James O'Brien 10am - 1pm
Get ready for a general election, new Tory boss tells party after brutal reshuffle
16 September 2021, 00:25 | Updated: 17 September 2021, 17:43
New Tory co-chairman Oliver Dowden has told the party to gear up for the next election – which could be just 20 months away, according to a report.
Mr Dowden was swapped out from his culture secretary brief to take up his new role in Boris Johnson's brutal Wednesday reshuffle.
A new election must be held by the end of 2024, but Mr Dowden is eyeing up May or June 2023, according to the Telegraph.
His message to party staff adds to growing expectations that Mr Johnson will call a vote before the current parliament must dissolve.
"You can't fatten a pig on market day.
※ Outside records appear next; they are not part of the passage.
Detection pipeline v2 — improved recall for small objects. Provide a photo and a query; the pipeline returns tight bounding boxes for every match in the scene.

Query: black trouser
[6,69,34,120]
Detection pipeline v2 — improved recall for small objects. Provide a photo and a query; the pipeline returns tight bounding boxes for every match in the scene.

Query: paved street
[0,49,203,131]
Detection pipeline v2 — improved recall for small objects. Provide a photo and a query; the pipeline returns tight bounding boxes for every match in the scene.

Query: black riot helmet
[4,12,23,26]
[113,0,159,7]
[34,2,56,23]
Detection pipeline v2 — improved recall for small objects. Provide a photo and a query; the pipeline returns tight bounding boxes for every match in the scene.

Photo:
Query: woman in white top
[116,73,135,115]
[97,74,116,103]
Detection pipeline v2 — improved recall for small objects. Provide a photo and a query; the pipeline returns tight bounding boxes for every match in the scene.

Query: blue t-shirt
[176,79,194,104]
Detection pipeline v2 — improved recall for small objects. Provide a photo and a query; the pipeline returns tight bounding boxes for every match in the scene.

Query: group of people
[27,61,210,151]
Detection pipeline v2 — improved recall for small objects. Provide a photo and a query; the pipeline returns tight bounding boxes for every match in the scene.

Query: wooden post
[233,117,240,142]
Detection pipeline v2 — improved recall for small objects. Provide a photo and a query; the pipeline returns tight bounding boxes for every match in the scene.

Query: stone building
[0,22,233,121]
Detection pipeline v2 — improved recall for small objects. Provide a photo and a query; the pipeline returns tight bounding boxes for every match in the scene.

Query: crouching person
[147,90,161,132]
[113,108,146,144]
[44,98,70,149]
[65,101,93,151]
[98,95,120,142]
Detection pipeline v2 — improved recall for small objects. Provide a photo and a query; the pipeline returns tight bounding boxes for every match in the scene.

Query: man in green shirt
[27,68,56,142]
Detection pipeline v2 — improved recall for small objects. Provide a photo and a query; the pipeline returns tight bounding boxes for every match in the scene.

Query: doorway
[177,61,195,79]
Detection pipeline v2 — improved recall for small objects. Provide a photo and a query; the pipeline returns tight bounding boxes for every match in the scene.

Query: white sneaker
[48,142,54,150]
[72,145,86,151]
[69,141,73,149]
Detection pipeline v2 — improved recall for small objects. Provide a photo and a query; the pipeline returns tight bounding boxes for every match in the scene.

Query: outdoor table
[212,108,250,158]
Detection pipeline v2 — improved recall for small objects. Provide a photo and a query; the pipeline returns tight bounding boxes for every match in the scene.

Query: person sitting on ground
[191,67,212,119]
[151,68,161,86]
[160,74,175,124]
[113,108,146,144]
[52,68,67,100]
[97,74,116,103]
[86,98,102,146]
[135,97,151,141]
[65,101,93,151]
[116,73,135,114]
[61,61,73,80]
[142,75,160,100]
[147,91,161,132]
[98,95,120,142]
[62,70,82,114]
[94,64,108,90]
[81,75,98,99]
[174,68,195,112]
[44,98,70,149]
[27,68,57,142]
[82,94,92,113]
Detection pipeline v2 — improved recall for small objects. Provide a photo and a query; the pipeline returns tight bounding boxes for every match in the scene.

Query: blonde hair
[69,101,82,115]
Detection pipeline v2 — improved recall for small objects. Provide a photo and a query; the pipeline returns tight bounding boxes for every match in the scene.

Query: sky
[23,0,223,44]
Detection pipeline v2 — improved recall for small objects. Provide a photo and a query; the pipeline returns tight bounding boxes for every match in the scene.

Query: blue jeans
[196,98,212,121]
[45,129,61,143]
It's time to go to our offices and prepare for the next election," he told party staff, the newspaper said.
It followed a brutal day for some top Tories, with the PM looking to refresh his cabinet as the party lost ground in the polls.
Among the losers were Dominic Raab, Gavin Williamson and Robert Jenrick.
Mr Raab has been sharply criticised over his handling of the Afghanistan crisis.
He appears to have paid the price for being on holiday as Kabul fell to the Taliban.
The ex-lawyer has been shunted down to the Ministry of Justice, where he now needs to get to grips with the backlog in the justice system caused by the coronavirus pandemic.
He has been given the title of deputy prime minister in a reported bid by Boris Johnson to sweeten the demotion.
Gaffe-prone Gavin Williamson returns to the backbenches too.
His handling of his education brief was not welcomed by teachers – with the head of the UK's largest education union claiming Mr Williamson was "more Sunday league than Premier League".
In something of a surprise sacking, Robert Jenrick was culled as housing secretary.
He was frequently wheeled out by Downing Street during the pandemic to defend its Covid policies but struggled to win the argument of issues such as planning reform, LBC's Ben Kentish said.
Mr Jenrick appears to have been a lower-ranking victim of Mr Johnson's bid to freshen up his cabinet.
The winners included Liz Truss, rewarded for her time as trade secretary, who has been made foreign secretary while Michael Gove moves from managing the cabinet office to Mr Jenrick's housing brief.
Nadhim Zahawi's success as vaccine minister has also been rewarded, with his promotion to the cabinet as education secretary.